It must be driving old evangelicals nuts or whether these are the offspring they wanted.
... According to a recent report by the Pew Research Center, the percentage of Americans who are not affiliated with any religion is on the rise, including a third of Americans under 30. Even so, nearly 80 percent of unaffiliated Americans say they believe in God, and close to half say they pray at least once a month.The “spiritual but not religious” category is an important audience that evangelical leaders hope to reach in a culture that many believers call “post-Christian.”
So they arrange meetings in movie theaters, schools, warehouses and downtown entertainment districts. They house exercise studios and coffee shops to draw more traffic. Many have even cast aside the words “church” and “church service” in favor of terms like “spiritual communities” and “gatherings,” with services that do not stick to any script. ...NYT
The New York Times describes a series of meeting places that are searching for a reason to be, since God died. This has been going on for years. God was proclaimed dead several decades ago. The emergence of the latest ex-faithful -- added to the crowd of secular -- may confirm the death.
Still, there will always be born leaders (or con men in sheep's clothing) with no particular place to go until they find a piece of unused real estate that can be changed into a place where a group of followers can be formed and ultimately take the very American form of a profitable business.
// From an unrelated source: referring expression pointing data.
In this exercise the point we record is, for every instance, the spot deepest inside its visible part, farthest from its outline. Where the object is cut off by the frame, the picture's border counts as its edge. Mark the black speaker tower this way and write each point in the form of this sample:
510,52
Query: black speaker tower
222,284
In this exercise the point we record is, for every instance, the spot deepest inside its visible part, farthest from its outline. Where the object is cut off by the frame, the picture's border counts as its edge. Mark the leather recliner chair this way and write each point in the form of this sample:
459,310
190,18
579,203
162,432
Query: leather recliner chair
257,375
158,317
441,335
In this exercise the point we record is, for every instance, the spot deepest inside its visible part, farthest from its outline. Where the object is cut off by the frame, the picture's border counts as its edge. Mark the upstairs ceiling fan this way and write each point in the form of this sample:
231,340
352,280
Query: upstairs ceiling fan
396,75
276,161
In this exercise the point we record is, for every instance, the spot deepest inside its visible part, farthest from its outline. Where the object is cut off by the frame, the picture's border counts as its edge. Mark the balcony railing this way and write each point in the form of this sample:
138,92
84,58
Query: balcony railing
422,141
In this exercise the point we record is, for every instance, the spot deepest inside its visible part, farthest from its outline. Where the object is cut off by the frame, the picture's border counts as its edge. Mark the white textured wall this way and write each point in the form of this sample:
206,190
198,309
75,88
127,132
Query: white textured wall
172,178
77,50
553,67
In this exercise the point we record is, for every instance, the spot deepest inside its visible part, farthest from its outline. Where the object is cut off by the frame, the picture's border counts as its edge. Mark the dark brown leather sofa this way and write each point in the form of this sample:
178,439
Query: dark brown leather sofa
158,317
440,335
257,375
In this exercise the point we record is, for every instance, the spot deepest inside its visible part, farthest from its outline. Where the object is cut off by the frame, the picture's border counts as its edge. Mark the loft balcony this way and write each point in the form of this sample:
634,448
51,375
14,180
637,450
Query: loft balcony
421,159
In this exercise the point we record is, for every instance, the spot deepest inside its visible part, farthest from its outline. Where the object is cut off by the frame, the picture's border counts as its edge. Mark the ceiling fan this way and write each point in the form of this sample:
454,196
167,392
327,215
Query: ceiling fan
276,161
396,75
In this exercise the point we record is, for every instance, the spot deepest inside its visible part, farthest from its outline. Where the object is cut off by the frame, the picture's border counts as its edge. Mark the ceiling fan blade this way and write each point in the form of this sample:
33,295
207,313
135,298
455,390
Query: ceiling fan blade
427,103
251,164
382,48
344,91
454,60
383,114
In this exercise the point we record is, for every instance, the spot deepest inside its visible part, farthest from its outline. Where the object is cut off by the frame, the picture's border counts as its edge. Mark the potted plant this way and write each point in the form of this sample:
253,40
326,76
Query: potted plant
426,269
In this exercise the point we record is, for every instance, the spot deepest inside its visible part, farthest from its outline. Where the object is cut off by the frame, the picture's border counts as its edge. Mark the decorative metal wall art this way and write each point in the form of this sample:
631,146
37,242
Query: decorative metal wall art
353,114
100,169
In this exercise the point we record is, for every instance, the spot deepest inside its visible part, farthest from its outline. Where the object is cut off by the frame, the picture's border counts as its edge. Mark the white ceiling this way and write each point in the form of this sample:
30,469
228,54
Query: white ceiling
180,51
In our heart of hearts, we Americans know business is more sacred than the church. Nowhere is that clearer these days than in Washington, DC.
With 3,000 members, National Community Church is technically a megachurch, according to religion scholars, for whom any congregation over 2,000 qualifies. But with a high turnover rate of nearly 40 percent a year, its continued growth is a noteworthy feat.
Sunday services are held in six locations, mostly movie theaters, where the smell of Saturday night’s popcorn hangs in the air as prerecorded sermons play on the big screen.
The church also runs a coffee shop called Ebenezers near Union Station, where its religious affiliation is hard to detect. Until it ran out of room, it used to hold services in the basement, drawing new members from the coffee drinkers who wandered downstairs to investigate the music. ...
... The church has fielded hundreds of requests from other pastors for insights about its approach, and it has plans to franchise Ebenezers, first in Charlotte, N.C. ...NYT
No mention of the tax exemption or the IRS.